Well, where to begin......how can 2 islands(St Barths and Anguilla) be so close in distance, yet so different in culture?
  We arrived Dec. 23rd, myself, my husband and our 2 kids(in their 20s)....we decided to go in class, and hired the "Gotcha" boat to take us in stlye to Anguilla. It was just the 4 of us on the boat, as they handed us a Carib and turned on the reggae tunes. After a 10-15 min. boat ride, we arrived at the ferry dock to go through customs. Afterwards, caught a cab to our 2 bedrm place, Serenity Cottages, which are the last buildings on the far side of Shoal Bay East.
    Nice place, kitchen, living room, deck. It also had a dining area and beach bar.
   Food: Gwen"s and Elodia's on Shoal Bay, served some great BBQ ribs, fish and chicken.
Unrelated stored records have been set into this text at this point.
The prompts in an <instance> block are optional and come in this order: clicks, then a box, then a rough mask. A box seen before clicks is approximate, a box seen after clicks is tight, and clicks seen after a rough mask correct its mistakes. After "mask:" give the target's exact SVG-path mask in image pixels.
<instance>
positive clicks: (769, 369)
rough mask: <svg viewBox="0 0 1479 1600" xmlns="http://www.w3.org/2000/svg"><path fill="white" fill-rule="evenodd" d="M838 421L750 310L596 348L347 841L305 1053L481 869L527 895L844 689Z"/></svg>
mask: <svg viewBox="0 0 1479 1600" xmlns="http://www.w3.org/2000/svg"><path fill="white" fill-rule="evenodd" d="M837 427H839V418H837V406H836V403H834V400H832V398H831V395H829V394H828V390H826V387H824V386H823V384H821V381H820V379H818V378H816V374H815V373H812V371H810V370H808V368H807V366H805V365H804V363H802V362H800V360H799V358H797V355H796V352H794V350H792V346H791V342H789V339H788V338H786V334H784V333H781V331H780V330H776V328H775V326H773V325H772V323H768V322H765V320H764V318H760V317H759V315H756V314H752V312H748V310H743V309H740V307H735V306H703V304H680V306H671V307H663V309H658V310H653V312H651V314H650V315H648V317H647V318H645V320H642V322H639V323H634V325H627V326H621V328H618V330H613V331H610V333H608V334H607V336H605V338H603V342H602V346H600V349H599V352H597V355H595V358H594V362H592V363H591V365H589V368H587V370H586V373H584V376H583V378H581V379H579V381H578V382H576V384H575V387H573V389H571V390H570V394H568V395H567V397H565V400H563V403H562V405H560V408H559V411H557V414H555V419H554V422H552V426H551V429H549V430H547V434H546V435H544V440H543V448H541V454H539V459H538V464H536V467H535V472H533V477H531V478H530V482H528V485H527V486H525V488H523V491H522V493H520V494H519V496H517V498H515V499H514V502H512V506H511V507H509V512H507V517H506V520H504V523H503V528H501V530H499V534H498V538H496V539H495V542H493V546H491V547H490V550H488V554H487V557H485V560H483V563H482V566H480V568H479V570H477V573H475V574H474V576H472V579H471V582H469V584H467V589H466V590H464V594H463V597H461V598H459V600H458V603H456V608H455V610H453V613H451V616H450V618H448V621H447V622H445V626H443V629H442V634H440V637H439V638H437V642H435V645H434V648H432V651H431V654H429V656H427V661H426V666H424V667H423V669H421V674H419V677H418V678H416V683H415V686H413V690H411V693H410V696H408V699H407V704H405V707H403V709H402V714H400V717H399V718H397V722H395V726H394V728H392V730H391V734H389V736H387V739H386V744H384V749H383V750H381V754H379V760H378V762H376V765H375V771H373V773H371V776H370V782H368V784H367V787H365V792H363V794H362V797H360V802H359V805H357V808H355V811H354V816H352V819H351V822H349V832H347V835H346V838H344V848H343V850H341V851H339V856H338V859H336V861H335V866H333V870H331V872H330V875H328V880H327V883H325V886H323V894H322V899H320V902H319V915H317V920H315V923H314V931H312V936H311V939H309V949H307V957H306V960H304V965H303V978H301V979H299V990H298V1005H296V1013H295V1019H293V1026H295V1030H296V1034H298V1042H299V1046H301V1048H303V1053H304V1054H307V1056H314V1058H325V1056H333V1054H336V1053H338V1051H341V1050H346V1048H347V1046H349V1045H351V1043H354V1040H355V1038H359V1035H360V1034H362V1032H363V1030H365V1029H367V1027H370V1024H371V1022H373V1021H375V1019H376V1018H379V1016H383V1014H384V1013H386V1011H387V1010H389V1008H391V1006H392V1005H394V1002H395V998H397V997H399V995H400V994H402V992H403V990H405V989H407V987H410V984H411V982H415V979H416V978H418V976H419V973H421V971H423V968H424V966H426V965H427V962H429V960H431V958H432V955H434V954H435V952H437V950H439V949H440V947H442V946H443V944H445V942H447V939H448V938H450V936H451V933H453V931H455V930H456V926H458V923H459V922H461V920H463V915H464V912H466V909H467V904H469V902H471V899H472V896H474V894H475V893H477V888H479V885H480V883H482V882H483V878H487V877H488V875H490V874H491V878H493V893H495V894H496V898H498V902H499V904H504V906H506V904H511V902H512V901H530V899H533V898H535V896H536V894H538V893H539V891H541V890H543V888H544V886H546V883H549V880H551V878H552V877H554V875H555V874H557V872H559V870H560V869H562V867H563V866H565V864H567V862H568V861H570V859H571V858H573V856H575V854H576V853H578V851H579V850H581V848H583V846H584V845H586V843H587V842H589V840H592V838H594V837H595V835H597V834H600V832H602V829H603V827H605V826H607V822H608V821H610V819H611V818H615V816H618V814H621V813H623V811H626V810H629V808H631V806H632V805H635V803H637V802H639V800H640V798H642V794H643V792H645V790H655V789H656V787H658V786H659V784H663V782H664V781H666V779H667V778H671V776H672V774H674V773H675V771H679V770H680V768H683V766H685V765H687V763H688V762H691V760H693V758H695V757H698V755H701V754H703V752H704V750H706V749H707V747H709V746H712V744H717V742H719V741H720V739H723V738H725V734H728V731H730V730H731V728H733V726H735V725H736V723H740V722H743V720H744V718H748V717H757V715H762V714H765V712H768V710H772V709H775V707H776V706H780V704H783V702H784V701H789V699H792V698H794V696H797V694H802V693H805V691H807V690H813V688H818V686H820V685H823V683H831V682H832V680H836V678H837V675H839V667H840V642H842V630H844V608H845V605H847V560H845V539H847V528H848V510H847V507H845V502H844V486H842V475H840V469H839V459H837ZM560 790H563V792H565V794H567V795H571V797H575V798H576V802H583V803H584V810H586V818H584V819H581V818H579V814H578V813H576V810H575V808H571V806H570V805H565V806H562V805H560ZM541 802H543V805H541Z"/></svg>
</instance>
The rum punches were awesome, especially with the fresh nutmeg grinded over top!
   Barrel Stay Xmas eve...lobster,grouper,all BBQ....but as with most places here, the veggies are lacking(ie. stems of broccoli, carrots,cabbage....not too plentiful or creative).
    Oliver's Xmas dinner: excellent grilled lobster,great grilled sting ray,grilled crayfish...and awonderful cocnut pie(like a macaroon with choc).
       Tasty's: pumpkin soup, good conch salad
      Cote de Mer:prie fixe for $40 pp: a rum punch, appatizer,grouper or duck, glasss of wine and dessert, excellent fish in palloite(sp) white wine sauce
  We shopped at on of the bigger supermarkets, and it was definately no Match!!! This is where I was surprised at the big difference in quality and choice. Luckily there was an outdoor fruit market nearby and we got some bananas, passion fruit, oranges, mangos.
      All in all, we had a wonderful time, as it was laid back, we found beach bars with reggae music every night, which our kids loved,the beaches are gorgeous(we snorkeled one day in Little Bay....the water was pure turquoise and crystal clear)the people are the nicest and genuinely friendly AND they recently opened a french bakery(Le Bon Pain)....there were always lines out the door, but the chocolate croissants are in SERIOUS competion with those in St Barths!!!! And there, almond croissants are out of this world!!! I was really glad to have found this place!
       It was a fun trip with the family....but Bill and I are already planning the next trip to St Barths!!!!! Happy 2008 all !!!!!

----------


## andynap

Well from my limited visits I agree. I can't say anything more negative- the last time I was threatened on the Anguilla website. LOL

----------


## nnoska

Hi linda glad you guys had fun, see you soon erik

----------